Uma coisa era pregar o evangelho no mundo Medieval, como o fizeram os reformadores na época da Reforma. Havia ainda alguma categoria bíblica entre os povos europeus; o mundo estava ainda cristianizado, de algum modo. E hoje? Nosso mundo não tem mais as categorias bíblicas de outrora, salvo alguns poucos. Nossa é uma época pós-cristã, absolutamente pagã. Se você tem alguma dúvida, ouça a opinião popular; veja como se fazem “ciência” (especialmente as ciências humanas e sociais) nas universidades (inclusive naquelas universidades que nasceram do cristianismo; por exemplo, Cambridge, Oxford, Harvard, Princeton, etc.). Dê uma checada nos trabalhos acadêmicos. Talvez você fique horrorizado ao descobrir que não apenas as “seculares”, mas também as universidades ou faculdades “teológicas” assumem pressuposições absolutamente secularizadas, naturalistas, progressistas etc. MAIS UMA VEZ A NOSSA QUESTÃO: Como pregar num mundo assim, pós-cristão, pagão que, se achando intelectualizado, não conhece (e até descarta) a Bíblia?

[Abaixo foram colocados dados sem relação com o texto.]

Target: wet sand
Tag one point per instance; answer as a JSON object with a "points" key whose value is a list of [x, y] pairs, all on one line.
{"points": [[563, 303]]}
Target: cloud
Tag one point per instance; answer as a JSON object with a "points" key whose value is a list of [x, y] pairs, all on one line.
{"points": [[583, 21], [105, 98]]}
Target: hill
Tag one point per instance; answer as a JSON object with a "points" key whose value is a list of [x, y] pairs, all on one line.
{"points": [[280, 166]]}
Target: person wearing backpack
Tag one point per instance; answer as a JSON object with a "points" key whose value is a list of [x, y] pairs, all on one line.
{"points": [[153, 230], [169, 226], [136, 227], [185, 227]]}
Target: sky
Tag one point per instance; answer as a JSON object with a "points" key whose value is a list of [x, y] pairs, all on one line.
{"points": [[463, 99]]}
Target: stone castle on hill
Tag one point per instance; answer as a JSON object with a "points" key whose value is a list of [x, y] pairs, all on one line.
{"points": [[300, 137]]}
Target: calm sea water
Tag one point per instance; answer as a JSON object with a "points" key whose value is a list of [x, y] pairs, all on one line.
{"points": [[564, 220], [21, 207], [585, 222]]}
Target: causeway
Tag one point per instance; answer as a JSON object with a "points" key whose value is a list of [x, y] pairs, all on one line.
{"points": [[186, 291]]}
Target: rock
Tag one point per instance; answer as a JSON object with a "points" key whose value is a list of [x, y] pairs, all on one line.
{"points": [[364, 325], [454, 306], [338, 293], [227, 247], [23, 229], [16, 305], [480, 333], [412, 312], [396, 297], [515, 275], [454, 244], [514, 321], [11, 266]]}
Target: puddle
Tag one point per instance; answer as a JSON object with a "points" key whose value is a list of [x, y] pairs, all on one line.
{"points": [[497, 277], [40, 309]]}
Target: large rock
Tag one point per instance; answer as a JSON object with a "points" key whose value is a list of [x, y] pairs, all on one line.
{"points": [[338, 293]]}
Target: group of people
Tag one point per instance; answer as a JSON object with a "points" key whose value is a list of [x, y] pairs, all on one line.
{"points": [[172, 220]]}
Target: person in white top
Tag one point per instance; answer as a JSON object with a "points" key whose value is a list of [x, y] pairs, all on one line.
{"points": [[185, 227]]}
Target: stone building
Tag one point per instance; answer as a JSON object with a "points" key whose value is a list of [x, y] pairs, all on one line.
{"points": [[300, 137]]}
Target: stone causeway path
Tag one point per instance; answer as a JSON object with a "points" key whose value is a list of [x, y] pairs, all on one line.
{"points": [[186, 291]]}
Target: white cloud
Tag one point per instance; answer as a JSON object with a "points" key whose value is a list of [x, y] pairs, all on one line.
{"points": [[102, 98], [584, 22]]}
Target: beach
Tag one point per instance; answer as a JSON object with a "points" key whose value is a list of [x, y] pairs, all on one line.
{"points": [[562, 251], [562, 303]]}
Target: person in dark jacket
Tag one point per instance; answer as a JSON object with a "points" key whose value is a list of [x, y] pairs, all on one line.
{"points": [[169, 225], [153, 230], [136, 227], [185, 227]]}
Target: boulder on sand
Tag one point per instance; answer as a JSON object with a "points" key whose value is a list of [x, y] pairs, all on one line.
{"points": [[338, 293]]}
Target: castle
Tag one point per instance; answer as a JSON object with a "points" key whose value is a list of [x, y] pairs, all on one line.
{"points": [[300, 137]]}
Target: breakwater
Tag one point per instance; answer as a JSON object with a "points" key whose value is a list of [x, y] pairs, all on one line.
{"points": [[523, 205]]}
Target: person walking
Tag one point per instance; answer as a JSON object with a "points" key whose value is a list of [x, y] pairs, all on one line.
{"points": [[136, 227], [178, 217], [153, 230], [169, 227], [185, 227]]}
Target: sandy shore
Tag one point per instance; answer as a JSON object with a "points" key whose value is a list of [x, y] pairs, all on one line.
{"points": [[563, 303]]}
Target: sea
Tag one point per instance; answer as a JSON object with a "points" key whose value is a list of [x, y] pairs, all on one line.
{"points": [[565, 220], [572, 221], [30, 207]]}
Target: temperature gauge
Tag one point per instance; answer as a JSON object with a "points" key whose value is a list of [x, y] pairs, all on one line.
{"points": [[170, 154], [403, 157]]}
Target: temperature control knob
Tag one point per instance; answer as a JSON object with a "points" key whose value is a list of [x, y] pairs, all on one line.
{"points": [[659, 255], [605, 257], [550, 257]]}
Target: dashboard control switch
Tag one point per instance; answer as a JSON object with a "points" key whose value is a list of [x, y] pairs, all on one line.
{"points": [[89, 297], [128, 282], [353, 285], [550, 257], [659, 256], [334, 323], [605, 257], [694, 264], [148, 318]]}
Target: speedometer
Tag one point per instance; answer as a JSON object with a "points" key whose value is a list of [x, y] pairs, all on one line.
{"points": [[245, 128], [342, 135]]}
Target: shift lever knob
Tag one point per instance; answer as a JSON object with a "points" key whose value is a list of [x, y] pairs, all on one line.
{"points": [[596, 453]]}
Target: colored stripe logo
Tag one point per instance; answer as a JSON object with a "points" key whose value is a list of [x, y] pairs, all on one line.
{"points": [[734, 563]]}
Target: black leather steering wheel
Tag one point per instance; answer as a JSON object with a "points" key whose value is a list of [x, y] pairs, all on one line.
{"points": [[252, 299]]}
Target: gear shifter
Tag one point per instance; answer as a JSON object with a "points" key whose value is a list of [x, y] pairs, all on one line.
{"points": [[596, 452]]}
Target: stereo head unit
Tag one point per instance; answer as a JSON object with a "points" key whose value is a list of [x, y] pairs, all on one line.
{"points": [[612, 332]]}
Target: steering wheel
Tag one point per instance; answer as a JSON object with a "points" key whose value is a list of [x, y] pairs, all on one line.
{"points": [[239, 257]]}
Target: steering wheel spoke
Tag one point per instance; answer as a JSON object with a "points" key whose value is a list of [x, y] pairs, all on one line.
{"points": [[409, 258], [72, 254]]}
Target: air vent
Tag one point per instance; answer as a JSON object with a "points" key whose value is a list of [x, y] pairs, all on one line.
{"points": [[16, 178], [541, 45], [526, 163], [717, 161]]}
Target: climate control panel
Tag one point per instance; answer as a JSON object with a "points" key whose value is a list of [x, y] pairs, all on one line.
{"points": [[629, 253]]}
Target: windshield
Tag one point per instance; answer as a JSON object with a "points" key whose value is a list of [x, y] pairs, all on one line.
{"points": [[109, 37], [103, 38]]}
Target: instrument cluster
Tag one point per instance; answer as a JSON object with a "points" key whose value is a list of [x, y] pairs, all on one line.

Temos, no Novo Testamento, um excelente exemplo de como proceder. Observe a maneira como o apóstolo Paulo apresentou o caso do cristianismo diante dos filósofos pagãos em Atenas (Atos 17.16-31): ele começou com o Deus Criador e desembocou na ressurreição de Cristo; ele começou em Gênesis, antes de chegar ao ápice da mensagem dos Evangelhos; preste atenção:
Atos 17.24-31 24“Ele [este Deus que vocês adoram sem conhecer] é o Deus que fez o mundo e tudo que nele há. Uma vez que é Senhor dos céus e da terra, não habita em templos feitos por homens 25e não é servido por mãos humanas, pois não necessita de coisa alguma. Ele mesmo dá vida e fôlego a tudo, e supre cada necessidade. 26De um só homem ele criou todas as nações da terra, tendo decidido de antemão onde se estabeleceriam e por quanto tempo. 27“Seu propósito era que as nações buscassem a Deus e, tateando, talvez viessem a encontrá-lo, embora ele não esteja longe de nenhum de nós. 28Pois nele vivemos, nos movemos e existimos. Como disseram alguns de seus próprios poetas: ‘Somos descendência dele’. 29E, por ser isso verdade, não devemos imaginar Deus como um ídolo de ouro, prata ou pedra, projetado por artesãos. 30“No passado, Deus não levou em conta a ignorância das pessoas acerca dessas coisas, mas agora ele ordena que todos, em todo lugar, se arrependam. 31Pois ele estabeleceu um dia para julgar o mundo com justiça, por meio do homem que ele designou, e mostrou a todos quem é esse homem ao ressuscitá-lo dos mortos”.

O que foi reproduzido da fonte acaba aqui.